2010 IEEE 26th International Conference on Data Engineering (ICDE 2010) (2010)
Long Beach, CA, USA
Mar. 1, 2010 to Mar. 6, 2010
Yasin N. Silva , Department of Computer Science, Purdue University, Indiana, USA
Walid G. Aref , Department of Computer Science, Purdue University, Indiana, USA
Mohamed H. Ali , Microsoft Corporation, Washington, USA
Similarity joins have been studied as key operations in multiple application domains, e.g., record linkage, data cleaning, multimedia and video applications, and phenomena detection on sensor networks. Multiple similarity join algorithms and implementation techniques have been proposed.
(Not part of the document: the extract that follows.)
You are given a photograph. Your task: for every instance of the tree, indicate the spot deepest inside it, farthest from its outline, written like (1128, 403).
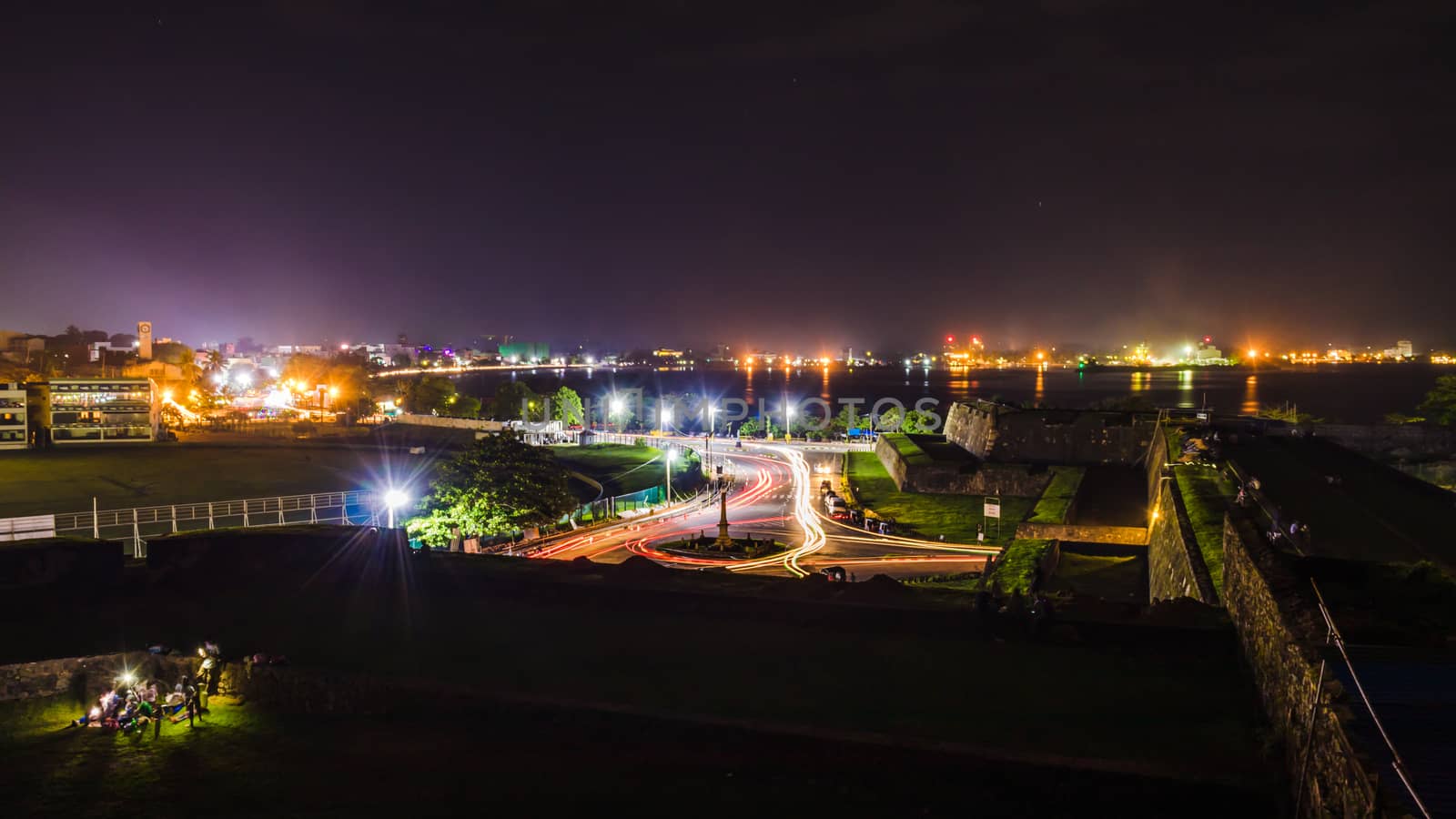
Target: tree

They range from out-of-database approaches for only in-memory and external memory data to techniques that make use of standard database operators to answer similarity joins. Unfortunately, there has not been much study on the role and implementation of similarity joins as database physical operators. In this paper, we focus on the study of similarity joins as first-class database operators. We present the definition of several similarity join operators and study the way they interact among themselves, with other standard database operators, and with other previously proposed similarity-aware operators. In particular, we present multiple transformation rules that enable similarity query optimization through the generation of equivalent similarity query execution plans. We then describe an efficient implementation of two similarity join operators, ε-Join and Join-Around, as core DBMS operators. The performance evaluation of the implemented operators in PostgreSQL shows that they have good execution time and scalability properties. The execution time of Join-Around is less than 5% of the one of the equivalent query that uses only regular operators while ε-Join's execution time is 20 to 90% of the one of its equivalent regular operators based query for the useful case of small ε (0.01% to 10% of the domain range). We also show experimentally that the proposed transformation rules can generate plans with execution times that are only 10% to 70% of the ones of the initial query plans.
M. H. Ali, W. G. Aref and Y. N. Silva, "The similarity join database operator," 2010 IEEE 26th International Conference on Data Engineering (ICDE 2010)(ICDE), Long Beach, CA, USA, 2010, pp. 892-903.